Igual ocurre en el caso de la trama, aunque Flores es mejor escritor, de unas excepcionales dotes, cuando su­giere el simbolismo posible, como en los relatos que se insertan, tomados de la literatura del personaje Ramiro. Antológicos son el cuento de <<Petra la ciega>>, en general todo el episodio del «Avalon» en la isla griega, escrito con una prosa digna de Julián Ayesta, o el buen cuento posterior de «la Gi­ganta». Se le ve en esas historias in­sertadas que es un escrilor que sabe contar, y ya digo que es mejor cuando se atiene a la sugerencia simbólica que cuando desarrolla la trama en sus truculencias posibles, donde se le va la mano en más de una ocasión, entre­gado a los excesos folletinescos de una pasión narrativa que debería haber embridado, como son el de Gabino con Antonia en América, o la escena úl­tima en el velorio fingido, demasiado compuesto para resultar verosímil, aunque sea creíble como símbolo, pero no toda trasposición puede ser ventajosa literariamente.

 

 

Sin embargo, todo el universo de sueños, de escondites, el memorable uso que hace de Manuel como focali­zador, la perspectivización tan bien llevada de cada uno de los hechos, puesto que se van narrando desde lo que los personajes oyen, ven, atisban, temen o sueñan, hace que la estruc­tura narrativa contenga considera­bles aciertos, como lo es también el tiempo narrativo elegido en presente histórico o continuo.
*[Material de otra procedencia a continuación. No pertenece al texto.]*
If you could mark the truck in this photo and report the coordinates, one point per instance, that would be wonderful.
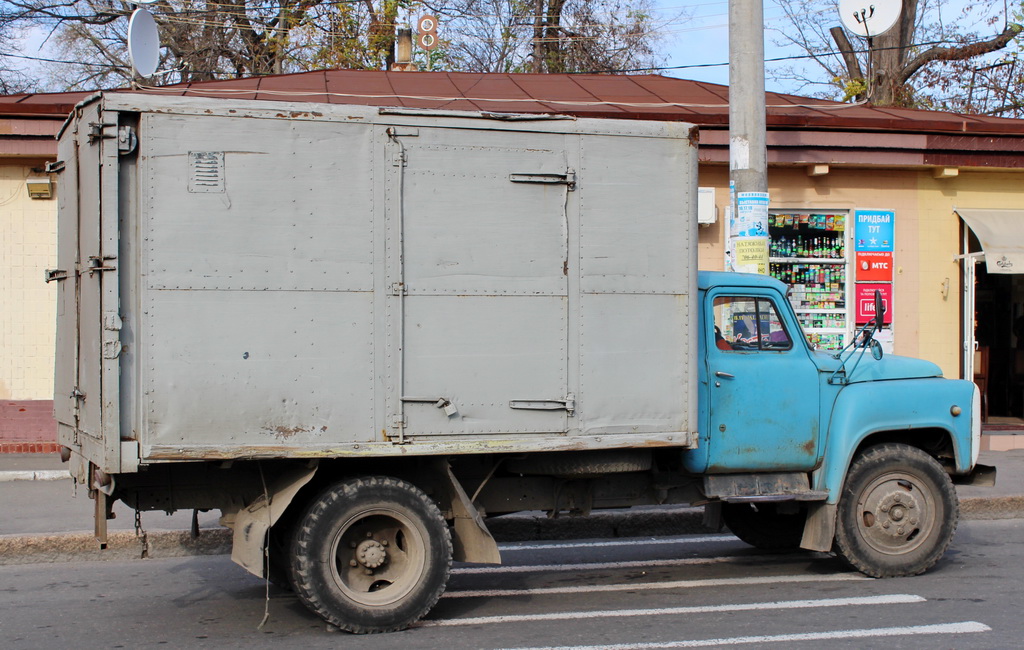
(359, 333)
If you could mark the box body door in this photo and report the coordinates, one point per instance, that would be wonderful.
(480, 303)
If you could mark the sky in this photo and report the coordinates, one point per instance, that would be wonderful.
(700, 44)
(697, 46)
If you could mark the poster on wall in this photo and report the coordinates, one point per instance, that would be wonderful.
(749, 232)
(873, 230)
(875, 266)
(864, 299)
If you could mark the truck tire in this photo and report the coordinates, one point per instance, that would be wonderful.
(371, 555)
(763, 526)
(897, 513)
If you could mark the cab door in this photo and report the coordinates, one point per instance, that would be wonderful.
(763, 388)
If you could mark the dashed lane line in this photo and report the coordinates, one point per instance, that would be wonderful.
(629, 564)
(894, 599)
(969, 626)
(636, 587)
(621, 542)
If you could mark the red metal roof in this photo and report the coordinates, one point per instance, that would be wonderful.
(638, 96)
(800, 129)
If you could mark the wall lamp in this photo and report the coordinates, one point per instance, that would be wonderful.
(39, 187)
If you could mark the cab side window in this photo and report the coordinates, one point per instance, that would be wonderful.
(744, 322)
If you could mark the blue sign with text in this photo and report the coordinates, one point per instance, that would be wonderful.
(873, 229)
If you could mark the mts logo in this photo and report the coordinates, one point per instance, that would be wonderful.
(873, 266)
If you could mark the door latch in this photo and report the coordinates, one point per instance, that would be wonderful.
(567, 404)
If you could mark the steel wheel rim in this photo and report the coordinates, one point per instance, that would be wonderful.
(895, 515)
(382, 567)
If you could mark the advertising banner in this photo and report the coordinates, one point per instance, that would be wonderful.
(864, 299)
(873, 229)
(749, 232)
(875, 266)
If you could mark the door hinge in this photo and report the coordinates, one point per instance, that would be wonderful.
(53, 274)
(97, 263)
(127, 140)
(567, 179)
(567, 404)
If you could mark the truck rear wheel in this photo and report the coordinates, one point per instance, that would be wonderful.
(763, 526)
(371, 555)
(897, 513)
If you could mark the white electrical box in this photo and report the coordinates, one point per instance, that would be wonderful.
(707, 212)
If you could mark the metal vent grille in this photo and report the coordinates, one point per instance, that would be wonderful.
(206, 171)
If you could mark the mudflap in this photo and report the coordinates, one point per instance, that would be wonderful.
(981, 475)
(252, 522)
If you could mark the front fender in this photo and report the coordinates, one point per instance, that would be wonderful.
(903, 406)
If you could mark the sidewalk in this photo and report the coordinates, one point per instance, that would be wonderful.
(43, 517)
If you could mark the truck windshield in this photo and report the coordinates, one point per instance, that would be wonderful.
(745, 322)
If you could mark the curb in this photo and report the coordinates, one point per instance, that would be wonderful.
(35, 475)
(122, 545)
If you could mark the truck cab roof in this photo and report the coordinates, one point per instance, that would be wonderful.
(708, 279)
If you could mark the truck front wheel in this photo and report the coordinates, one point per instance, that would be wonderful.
(371, 555)
(897, 513)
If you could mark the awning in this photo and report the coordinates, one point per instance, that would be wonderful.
(1001, 235)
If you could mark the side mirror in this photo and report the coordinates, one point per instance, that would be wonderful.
(880, 311)
(876, 350)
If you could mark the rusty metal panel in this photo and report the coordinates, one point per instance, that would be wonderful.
(293, 213)
(637, 367)
(484, 253)
(258, 369)
(258, 299)
(638, 211)
(66, 367)
(481, 353)
(336, 270)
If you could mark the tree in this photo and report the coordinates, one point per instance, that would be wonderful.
(903, 67)
(552, 36)
(215, 39)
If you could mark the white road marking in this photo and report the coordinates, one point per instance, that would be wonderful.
(630, 564)
(895, 599)
(636, 587)
(622, 542)
(940, 629)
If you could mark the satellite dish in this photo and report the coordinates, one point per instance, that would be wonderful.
(143, 43)
(869, 17)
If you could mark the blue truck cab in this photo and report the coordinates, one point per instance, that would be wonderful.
(853, 451)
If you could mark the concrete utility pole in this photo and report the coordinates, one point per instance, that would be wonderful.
(748, 152)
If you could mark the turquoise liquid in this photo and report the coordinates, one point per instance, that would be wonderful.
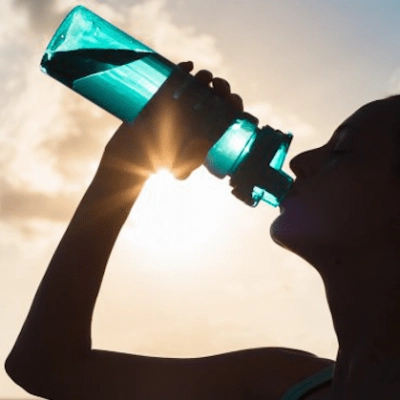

Esas condicio­nes narrativas hacen que la historia vaya emergiendo según su vivencia en cada personje, lo que resulta muy eficaz; también lo es el uso del sueño como mecanismo anticipatorio o me­tonímico de las acciones, de modo que son a la vez externas e internas y van encadenando muy bien la intriga de fondo. En fin, salvadas ciertas conce­siones al esquematismo y una cierta lasitud truculenta en el desencadena­miento final de la trama, se trata de una excelente novela, cuya prosa lo es, además, de un escritor con gran sen­tido del ritmo y de la narración. Hay aquí un escritor de verdad, cuyos pa­sos conviene seguir.